Hi, looking across the web, I haven't found a solid example of using compute shaders to filter images with HLSL. So here is an example that may help a lot for beginners struggling with compute shaders and image processing. It's not showing the filtering itself, but the layout neccessary to start filtering in a simple way.

I'm assuming you know how to set up your application with a device and device context. How to render a quad on the screen with a simple vertex and index buffer, vertex shader and pixel shader (I've added the code.)

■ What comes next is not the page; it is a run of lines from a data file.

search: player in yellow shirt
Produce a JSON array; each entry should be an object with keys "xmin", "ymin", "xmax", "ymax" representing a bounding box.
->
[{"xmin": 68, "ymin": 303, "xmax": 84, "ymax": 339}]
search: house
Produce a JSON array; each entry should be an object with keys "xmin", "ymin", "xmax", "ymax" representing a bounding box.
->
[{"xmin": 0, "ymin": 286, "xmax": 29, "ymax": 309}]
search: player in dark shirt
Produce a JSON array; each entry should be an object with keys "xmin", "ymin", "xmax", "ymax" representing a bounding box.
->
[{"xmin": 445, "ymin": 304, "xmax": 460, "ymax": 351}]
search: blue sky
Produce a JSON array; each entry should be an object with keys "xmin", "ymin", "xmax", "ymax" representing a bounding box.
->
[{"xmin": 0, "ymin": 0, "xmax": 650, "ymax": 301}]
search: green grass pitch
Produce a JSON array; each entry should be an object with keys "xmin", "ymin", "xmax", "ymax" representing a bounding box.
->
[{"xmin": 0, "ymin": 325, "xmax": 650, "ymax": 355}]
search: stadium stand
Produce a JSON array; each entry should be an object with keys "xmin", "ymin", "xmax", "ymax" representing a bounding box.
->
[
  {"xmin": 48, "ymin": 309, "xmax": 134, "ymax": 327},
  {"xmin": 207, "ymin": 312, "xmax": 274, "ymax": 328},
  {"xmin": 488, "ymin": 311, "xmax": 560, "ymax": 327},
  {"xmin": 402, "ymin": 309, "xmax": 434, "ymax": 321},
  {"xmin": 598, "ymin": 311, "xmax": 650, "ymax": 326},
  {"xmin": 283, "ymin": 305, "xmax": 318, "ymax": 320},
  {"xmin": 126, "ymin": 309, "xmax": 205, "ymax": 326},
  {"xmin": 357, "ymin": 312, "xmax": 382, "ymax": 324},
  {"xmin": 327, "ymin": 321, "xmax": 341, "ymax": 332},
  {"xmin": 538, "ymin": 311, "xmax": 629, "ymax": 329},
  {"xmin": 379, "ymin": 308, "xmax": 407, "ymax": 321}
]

So to render a picture on the screen we first have to load a texture and setup a texture resource view like this;

hr = D3DX11CreateShaderResourceViewFromFile( pd3dDevice, szFile, NULL, NULL, &m_pTextureRV, NULL );
if( FAILED( hr ) )
return hr;

pd3dDevice is our device, szFile a LPCWSTR string, and m_pTextureRV a texture resource view. Pretty straightforward, and you can load different image formats(tif, bmp, gif, png, jpg,..) with this function.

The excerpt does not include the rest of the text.